不実な美女か貞淑な醜女(ブス)か/米原万里 著


同時通訳者の頭の中って、一体どうなっているんだろう?異文化の摩擦点である同時通訳 の現場は緊張に次ぐ緊張の連続。思わぬ事態が出来する。いかにピンチを切り抜け、と っさの機転をきかせるか。日本のロシア語通訳では史上最強と謳われる著者が、失敗談、 珍談・奇談を交えつつ同時通訳の内幕を初公開!「通訳」を徹底的に分析し、言語そのも のの本質にも迫る、爆笑の大研究。 (裏表紙より)

著者である米原さんの失敗談や、通訳仲間のエピソードなど同時通訳の大変さを余すとこ ろなく伝えています。時に下ネタを交えながら、ユーモアたっぷり軽妙な語り口で読みや すい。そこには米原さんが、追求に追求を重ね導き出した答えが濃縮されていて、楽しく読 むことができました。

通訳は国の文化背景や歴史が異なると、時に誤解が生じ意思の疎通が困難になるそうです。 その溝を埋めるべく、言葉を補足し発言者の言わんとしていることを伝えていく。
言葉を字句どうり伝えるか、要点だけをかいつまんで他はばっさり切り捨て美しい訳文 に仕上げるか、その場の状況(会議・パーティ・雰囲気など)に応じて使い分けていく そうです。現場はまったく馴染みのない分野(軍事・宇宙開発・原子力など)が多く、 出てきそうな専門用語を事前に辞書などで調べ、自家製の用語集を作成するというのだか らびっくり。

母国語の能力を高めていくことが、外国語が上手く身につく可能性を開くことになるとい う文章があります。訳すにも外国語に置き換える以前に、その日本語がわからないとどう しようもないということです。そして外国語に接することで母国語を客観的にみることが できるという一文が印象的でした。

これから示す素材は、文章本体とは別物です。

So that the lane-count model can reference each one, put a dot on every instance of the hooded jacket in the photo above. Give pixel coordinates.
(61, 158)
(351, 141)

記憶力に言語駆使能力、柔軟さ、たくさんの能力が求められる本当に大変なお仕事だと思 います。どのお話も興味深く、とっさの場合の対処法などは私たちの生活にも応用できる ものばかりです。伝えることの難しさ、言葉の裏に隠された相手の意図を汲むということ、 話し言葉と書き言葉の脳密度の違いなどたくさん吸収できるものがあります。

→著者別[ノンフィクション]
→ジャンル別[エッセイ・ノンフィクション]
→テーマ別[通訳家/翻訳家]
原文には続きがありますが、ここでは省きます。